Almost as old as Methuselah...


----------



## jen_hedz (Mar 5, 2008)

I'm 33!!


----------



## mom2bijou (Oct 19, 2006)

I am 28


----------



## pebble's mama (Jun 1, 2008)

I'm going to be 20 the end of this month :biggrin:


----------



## vjw (Dec 20, 2006)

49








Joy


----------



## garrettsmom (May 15, 2006)

47 (ouch)


----------



## Bella Rose (Mar 21, 2006)

I'm 37... 

Bella is 1 1/2
Kaley is 13
Zack will be 14 in October.


----------



## Julie718 (Feb 17, 2006)

I will be 34 this month, but have started saying I was born in 1980 so that will make me 28 this month! LOL!


----------



## LJSquishy (Feb 27, 2008)

I am 23, and London is 6 months old. :supacool:


----------



## marquee (Apr 17, 2008)

30


----------



## MandyMc65 (Jun 14, 2007)

I will turn 25 in September (woohoo!

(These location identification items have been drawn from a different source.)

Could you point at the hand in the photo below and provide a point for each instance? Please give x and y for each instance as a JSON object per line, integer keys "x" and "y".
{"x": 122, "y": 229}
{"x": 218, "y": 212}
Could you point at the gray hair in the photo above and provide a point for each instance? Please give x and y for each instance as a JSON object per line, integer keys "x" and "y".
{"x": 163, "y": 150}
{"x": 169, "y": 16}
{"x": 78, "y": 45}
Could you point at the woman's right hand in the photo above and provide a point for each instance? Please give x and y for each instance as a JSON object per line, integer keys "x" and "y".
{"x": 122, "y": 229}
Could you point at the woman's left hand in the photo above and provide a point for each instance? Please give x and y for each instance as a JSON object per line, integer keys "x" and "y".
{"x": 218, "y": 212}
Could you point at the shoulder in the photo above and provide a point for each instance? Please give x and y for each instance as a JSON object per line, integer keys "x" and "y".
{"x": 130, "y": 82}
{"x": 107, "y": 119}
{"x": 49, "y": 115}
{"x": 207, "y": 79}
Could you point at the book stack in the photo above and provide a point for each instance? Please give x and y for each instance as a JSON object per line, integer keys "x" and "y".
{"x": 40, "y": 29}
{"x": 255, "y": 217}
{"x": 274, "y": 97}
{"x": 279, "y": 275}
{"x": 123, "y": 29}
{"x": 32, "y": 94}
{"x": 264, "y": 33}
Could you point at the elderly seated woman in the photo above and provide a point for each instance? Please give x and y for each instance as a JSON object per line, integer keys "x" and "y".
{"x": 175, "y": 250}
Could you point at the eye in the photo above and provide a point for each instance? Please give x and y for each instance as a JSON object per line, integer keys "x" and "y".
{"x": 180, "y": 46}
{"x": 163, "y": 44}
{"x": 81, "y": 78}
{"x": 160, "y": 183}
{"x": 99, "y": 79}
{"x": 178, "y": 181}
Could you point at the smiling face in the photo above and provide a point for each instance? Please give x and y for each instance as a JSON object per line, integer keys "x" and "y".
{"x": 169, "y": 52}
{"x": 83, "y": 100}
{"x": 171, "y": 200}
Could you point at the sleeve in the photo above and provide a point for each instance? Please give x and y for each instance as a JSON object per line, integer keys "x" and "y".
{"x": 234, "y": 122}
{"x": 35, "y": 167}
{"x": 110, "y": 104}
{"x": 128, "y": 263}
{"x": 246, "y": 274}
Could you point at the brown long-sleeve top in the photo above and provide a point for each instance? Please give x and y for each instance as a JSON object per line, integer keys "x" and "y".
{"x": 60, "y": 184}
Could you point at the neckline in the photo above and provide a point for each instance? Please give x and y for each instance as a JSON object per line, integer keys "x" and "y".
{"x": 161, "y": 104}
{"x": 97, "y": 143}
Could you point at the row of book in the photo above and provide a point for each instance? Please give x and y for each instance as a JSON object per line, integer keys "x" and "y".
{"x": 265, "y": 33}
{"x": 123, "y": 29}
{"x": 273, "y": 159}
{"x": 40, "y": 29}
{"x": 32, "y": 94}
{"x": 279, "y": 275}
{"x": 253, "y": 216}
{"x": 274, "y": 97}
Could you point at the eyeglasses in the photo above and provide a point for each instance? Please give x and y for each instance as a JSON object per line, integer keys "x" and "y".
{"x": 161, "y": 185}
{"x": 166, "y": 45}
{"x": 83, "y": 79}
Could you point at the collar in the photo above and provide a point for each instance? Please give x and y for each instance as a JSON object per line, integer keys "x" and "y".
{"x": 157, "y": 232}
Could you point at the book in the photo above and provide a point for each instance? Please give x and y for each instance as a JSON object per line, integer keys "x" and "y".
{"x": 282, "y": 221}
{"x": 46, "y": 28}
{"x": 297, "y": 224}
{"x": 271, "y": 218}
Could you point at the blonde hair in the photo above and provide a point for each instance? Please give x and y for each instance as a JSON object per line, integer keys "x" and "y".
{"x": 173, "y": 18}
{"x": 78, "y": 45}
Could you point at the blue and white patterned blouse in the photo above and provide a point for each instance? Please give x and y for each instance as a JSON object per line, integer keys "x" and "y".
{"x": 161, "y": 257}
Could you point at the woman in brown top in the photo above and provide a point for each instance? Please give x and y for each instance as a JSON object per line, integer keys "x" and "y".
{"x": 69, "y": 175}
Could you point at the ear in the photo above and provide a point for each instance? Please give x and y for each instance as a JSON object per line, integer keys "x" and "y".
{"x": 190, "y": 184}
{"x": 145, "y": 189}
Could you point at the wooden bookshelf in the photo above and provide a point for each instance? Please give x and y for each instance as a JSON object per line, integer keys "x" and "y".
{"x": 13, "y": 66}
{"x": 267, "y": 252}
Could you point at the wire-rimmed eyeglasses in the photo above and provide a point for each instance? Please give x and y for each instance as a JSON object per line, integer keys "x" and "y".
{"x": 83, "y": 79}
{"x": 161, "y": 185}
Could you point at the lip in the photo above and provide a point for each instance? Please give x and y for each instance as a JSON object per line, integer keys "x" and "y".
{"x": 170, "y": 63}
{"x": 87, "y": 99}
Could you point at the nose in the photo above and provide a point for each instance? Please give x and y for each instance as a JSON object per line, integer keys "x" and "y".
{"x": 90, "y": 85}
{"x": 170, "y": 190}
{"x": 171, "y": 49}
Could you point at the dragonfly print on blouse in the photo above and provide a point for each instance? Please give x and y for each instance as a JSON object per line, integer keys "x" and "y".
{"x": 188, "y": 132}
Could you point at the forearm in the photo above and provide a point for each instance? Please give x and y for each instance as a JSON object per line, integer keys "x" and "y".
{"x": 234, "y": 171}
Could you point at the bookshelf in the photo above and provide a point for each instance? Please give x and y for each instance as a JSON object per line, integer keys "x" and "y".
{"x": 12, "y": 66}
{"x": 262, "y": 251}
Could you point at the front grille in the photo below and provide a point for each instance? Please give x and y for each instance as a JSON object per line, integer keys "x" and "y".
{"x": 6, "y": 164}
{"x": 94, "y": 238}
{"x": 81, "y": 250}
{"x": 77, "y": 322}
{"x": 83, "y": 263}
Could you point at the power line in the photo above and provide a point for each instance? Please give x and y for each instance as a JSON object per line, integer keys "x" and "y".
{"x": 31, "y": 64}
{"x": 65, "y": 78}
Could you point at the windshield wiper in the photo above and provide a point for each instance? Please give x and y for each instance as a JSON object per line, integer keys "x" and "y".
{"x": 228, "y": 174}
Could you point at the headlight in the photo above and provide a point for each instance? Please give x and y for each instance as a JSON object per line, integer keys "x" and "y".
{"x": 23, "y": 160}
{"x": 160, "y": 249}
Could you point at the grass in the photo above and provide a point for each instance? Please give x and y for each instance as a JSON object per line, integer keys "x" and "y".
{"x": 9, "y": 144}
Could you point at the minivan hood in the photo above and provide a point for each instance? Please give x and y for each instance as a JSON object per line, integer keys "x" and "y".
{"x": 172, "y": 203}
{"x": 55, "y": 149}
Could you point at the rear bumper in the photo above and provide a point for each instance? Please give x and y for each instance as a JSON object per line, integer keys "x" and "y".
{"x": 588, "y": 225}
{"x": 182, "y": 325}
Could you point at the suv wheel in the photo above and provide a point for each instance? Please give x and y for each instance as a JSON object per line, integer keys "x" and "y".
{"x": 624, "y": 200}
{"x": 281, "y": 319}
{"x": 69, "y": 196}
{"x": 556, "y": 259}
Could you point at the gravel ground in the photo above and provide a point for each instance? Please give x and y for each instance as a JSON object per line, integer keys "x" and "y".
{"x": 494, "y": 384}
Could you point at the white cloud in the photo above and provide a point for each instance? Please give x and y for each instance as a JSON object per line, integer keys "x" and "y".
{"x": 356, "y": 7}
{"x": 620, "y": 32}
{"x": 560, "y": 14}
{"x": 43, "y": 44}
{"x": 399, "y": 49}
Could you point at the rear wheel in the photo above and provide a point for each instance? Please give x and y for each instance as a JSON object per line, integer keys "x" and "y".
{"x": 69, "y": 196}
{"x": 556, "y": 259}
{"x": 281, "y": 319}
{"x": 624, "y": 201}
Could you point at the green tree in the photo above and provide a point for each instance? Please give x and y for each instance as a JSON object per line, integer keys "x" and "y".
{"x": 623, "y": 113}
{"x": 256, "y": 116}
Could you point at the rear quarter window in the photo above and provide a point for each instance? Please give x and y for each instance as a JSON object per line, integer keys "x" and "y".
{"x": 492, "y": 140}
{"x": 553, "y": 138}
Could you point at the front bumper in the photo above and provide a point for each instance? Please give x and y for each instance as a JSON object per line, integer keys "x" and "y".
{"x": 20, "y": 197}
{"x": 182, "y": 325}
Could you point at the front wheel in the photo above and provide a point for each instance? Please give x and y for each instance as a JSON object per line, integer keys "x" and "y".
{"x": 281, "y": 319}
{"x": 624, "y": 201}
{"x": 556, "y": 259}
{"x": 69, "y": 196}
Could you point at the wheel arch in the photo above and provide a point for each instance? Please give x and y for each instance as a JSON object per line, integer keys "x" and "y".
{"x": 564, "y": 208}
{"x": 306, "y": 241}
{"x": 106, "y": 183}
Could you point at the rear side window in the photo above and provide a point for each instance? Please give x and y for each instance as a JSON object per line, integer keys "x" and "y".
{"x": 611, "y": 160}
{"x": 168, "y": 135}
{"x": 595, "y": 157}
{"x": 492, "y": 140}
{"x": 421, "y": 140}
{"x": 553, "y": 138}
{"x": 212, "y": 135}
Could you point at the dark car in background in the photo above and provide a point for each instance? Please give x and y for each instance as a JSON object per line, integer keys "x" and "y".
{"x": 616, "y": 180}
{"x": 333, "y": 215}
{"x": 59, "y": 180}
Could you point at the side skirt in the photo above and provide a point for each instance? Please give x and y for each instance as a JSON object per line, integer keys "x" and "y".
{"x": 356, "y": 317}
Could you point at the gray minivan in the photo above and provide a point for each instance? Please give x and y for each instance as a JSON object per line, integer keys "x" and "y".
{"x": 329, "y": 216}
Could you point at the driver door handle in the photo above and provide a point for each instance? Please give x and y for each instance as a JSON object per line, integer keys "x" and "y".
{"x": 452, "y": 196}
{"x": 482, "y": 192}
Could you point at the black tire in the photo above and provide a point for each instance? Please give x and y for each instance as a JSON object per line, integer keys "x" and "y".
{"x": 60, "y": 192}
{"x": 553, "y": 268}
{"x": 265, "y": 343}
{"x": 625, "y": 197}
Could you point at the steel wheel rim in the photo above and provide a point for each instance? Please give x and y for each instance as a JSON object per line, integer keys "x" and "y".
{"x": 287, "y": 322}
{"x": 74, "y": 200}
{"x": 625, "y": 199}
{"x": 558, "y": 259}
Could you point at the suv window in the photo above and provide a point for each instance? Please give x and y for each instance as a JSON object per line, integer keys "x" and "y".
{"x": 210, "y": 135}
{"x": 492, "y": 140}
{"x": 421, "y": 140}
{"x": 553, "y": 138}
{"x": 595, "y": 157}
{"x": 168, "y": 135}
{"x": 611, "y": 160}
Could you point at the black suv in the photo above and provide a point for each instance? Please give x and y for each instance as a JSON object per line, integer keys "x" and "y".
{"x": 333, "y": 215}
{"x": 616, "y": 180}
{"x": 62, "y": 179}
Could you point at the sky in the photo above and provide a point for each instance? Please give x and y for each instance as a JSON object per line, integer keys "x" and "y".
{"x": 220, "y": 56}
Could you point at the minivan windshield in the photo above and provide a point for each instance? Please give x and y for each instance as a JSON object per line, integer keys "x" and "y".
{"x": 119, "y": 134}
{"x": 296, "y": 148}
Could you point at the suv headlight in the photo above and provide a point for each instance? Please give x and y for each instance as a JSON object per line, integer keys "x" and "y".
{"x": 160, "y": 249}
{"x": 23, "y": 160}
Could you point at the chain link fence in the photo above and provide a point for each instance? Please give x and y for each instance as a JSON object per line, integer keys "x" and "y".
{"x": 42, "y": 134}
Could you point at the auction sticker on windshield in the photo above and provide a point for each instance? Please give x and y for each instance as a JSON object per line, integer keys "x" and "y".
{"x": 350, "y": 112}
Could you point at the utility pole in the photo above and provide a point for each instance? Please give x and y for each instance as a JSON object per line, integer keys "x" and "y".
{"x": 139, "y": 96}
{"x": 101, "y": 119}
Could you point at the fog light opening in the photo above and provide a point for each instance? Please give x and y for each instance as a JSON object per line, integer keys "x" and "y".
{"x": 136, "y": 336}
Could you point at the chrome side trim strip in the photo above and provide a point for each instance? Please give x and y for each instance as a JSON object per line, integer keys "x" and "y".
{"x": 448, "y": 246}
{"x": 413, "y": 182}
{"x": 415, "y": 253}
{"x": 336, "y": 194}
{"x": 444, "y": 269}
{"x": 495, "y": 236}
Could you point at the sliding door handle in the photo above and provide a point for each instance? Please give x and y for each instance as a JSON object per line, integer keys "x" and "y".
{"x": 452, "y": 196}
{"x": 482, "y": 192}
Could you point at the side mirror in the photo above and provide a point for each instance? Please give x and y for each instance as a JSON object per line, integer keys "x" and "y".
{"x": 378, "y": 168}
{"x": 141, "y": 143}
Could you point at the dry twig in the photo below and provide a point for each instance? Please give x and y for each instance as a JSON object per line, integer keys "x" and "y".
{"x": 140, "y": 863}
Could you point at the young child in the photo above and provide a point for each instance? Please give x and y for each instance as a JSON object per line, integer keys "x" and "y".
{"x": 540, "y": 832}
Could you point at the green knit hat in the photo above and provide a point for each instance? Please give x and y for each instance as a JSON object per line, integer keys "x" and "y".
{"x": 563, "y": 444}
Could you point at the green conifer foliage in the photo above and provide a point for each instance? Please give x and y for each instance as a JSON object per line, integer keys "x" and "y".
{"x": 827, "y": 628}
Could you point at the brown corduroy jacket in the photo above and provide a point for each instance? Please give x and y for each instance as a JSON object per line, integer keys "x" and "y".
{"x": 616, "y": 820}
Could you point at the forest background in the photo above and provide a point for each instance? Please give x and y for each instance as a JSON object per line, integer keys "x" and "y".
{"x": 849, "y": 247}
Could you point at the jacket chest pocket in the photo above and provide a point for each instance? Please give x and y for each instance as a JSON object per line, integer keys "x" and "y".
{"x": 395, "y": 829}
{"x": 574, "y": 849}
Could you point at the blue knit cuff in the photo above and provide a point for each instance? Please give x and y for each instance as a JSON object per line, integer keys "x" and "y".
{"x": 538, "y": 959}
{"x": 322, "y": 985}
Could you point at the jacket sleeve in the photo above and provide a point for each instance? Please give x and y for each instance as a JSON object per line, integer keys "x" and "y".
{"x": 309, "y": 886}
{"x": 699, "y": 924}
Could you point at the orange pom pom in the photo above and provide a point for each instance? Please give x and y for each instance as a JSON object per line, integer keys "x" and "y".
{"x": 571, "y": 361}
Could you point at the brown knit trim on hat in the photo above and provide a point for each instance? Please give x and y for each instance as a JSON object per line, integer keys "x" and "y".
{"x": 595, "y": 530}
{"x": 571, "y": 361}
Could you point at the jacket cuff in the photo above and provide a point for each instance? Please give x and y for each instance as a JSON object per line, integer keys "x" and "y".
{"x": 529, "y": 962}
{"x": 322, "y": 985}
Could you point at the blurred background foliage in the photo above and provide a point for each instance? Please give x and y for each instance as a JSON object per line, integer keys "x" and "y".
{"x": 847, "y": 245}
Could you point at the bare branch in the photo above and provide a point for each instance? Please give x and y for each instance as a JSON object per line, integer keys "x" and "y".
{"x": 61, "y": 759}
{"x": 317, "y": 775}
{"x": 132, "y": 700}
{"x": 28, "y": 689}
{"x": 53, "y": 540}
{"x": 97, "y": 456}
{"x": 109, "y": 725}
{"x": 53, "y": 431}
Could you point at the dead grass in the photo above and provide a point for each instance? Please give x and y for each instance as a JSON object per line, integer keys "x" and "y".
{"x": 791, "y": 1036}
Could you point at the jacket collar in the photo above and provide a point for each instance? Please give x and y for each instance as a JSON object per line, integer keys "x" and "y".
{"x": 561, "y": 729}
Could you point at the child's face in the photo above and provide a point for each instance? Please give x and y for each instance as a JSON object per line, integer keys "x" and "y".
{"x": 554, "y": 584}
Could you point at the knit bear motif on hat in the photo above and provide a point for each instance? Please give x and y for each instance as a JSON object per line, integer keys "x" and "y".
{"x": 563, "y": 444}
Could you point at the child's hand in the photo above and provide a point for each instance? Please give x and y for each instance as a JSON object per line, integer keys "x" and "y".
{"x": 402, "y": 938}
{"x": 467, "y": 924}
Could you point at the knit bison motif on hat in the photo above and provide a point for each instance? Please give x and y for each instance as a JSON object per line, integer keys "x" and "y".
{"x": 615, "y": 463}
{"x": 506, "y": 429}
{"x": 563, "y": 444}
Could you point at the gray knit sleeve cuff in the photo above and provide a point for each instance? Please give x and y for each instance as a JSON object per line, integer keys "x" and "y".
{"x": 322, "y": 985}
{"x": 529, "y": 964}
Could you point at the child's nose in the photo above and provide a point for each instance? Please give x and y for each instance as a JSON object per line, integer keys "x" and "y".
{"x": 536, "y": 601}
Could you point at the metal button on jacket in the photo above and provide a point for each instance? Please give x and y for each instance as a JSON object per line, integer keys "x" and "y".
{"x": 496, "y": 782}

Car Insurance rates go down!).

Jax is 15 months :wub:


----------



## KandiMaltese (Mar 27, 2007)

I'll be 28 in a few months.


----------



## Suz & the Fluffs (Mar 11, 2006)

I'm 22 and I will be 23 in three months.


----------



## Teddyandme (Feb 6, 2005)

Well the body is giving out at 132, the brain is going strong at only 20 something and the real deal is I'm 46

And my baby boy Teddy is 4


----------



## The A Team (Dec 1, 2005)

QUOTE (2MaltMom @ Jul 3 2008, 08:34 AM) index.php?act=findpost&pid=600010


> 54 and loving life! :thumbsup:[/B]



Whoops, I had a birthday in May......so that would make me 55 now! :brownbag: :blush:


----------



## Gemma (Jan 19, 2006)

I'm going to be 42 in couple of months :biggrin: I can't wait to be 65 :supacool:


----------



## chichi (Apr 12, 2007)

Everyone is young compared to me .I am 56 and3/4.


----------



## 3Maltmom (May 23, 2005)

I'm older than dirt ~ :HistericalSmiley:


----------



## mysugarbears (Aug 13, 2007)

I just turned 44 last month  :smheat:


----------



## MalteseJane (Nov 21, 2004)

:HistericalSmiley: :HistericalSmiley: :HistericalSmiley: me too I am older than dirt


----------



## harrysmom (Sep 28, 2007)

I'll be 49 on July 25th!! :biggrin: 

Debbie


----------



## MrBentleysMom (Dec 19, 2007)

Well Julie, 

I actually was born in 1980!!! But us 28 year olds would love to have you in our club, so stick with your story!


----------



## jazak (Feb 12, 2008)

I will be 27 in August.


----------



## Moxie'smom (Dec 16, 2007)

I like that 'I'm older than dirt" Line..LOL :smpullhair:


----------



## Tanner's Mom (May 27, 2005)

59!


----------



## EmmasMommy (Jun 2, 2008)

Would you believe "Plenty-One"?, Okay, okay.............56 years old, I said it...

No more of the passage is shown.